But by the time we had reached the rise in the trail that lies almost exactly midway along our accustomed path, where a clearing to the left over a steeply descending slope allows us to look down on the lake at the park’s center, the mist was gone; and, as we paused there, sunlight broke from the clouds overhead just as a gust of wind sent hundreds of pale yellow leaves from the poplars on the opposite side of the lake swirling high over the water in a vast dancing spiral. All at once, everything was shining: the lingering droplets of rain shaken down on us from the branches above flashed iridescently in the air; the lead-gray lake was changed to a radiant, silvery blue; Roland’s nose became positively resplendent in its glossiness.

Autumn is the most beautiful and most mysterious of the seasons, at least to me, just as twilight is the most beautiful and mysterious part of the day. There is something so hypnotically uncanny about these liminal times”between summer and winter, between day and night”partly because of the obliging softness of the light, which lends such depth and subtlety to the world’s colors, and partly because of the strange feeling of suspense that pervades them.

Everything seems to hover tremulously in a state of pure transformation, slowly passing from one fixed condition to another”from seething torpor to icy dormancy, from light to darkness. There is a haunting sense that everything has been briefly displaced from any proper order, that almost anything might happen, that strange, lovely, and mighty forms are moving just behind the surface of reality. These are the times when one is most immediately aware of the numinous within nature.

This, at any rate, was what I said to my son”in very different terms”as we stood there looking down over the lake, and he agreed with me heartily. Then he observed that a forest is always a mysterious place, no matter what the season, and I had to concede the point, with a discreet thrill of paternal pride. But then he remarked that this must be why people used to believe there were spirits of the trees and streams, before science discovered that there are no such beings.
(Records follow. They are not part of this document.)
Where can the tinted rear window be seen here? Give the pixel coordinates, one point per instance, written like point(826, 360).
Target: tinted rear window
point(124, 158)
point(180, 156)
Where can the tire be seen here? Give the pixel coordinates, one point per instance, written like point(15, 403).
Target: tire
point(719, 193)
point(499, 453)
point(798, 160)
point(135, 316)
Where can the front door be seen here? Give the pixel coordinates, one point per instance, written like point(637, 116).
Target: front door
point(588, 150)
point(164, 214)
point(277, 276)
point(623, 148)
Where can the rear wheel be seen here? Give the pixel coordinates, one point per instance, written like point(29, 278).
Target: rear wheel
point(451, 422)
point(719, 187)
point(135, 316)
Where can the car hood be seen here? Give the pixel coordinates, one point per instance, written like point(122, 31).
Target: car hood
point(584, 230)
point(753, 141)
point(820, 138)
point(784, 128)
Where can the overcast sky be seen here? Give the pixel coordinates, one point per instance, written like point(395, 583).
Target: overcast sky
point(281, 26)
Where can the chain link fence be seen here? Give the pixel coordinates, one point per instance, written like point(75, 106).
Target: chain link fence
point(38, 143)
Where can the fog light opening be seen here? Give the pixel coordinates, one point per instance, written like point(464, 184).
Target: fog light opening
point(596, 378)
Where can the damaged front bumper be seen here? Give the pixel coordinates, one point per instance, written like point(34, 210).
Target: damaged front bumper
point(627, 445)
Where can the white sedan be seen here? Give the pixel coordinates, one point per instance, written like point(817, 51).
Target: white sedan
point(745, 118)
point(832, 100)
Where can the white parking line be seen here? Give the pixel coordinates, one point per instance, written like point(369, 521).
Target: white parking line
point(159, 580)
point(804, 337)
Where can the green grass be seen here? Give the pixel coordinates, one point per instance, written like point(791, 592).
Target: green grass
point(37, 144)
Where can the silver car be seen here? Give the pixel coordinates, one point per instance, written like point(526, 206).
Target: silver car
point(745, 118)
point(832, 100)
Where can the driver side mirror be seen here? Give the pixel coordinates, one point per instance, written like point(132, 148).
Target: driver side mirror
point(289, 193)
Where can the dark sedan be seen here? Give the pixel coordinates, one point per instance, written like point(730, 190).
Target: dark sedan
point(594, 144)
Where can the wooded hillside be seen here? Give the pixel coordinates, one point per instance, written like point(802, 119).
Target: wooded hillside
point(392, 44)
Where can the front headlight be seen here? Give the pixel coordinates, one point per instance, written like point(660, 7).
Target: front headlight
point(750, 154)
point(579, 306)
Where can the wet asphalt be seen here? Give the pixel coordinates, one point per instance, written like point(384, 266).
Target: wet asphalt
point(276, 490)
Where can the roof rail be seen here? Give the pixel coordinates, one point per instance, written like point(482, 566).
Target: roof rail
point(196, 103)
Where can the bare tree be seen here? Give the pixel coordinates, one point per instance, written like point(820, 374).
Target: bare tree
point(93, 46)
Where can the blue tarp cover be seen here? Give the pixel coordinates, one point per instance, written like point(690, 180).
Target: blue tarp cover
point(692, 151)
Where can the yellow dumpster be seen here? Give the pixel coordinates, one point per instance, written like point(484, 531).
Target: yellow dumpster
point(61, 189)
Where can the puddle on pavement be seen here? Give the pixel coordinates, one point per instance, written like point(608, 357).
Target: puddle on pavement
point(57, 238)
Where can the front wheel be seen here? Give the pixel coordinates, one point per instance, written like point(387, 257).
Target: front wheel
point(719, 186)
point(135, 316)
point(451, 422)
I was stunned; his words pierced me to the core. Where on earth, I wondered, had he acquired this dreadful superstition? Who had corrupted his eleven-year-old mind with the abominable nonsense that science had somehow “discovered” the nonexistence of nature spirits, or that modern empirical method could ever possibly be competent to do such a thing? Suppressing my alarm as best I could, I quickly interrogated him, and within a few moments had learned the title of the offending school text.

Then, as we resumed our stroll, I assured him patiently but emphatically that it was all so much sordid twaddle, and that we have absolutely no warrant for assuming that we know any better than our distant ancestors on this score: indeed, they may have been far better attuned to the deeper truths of nature than we now are. He was pleased to be corrected. (Roland merely heaved a longanimous sigh.)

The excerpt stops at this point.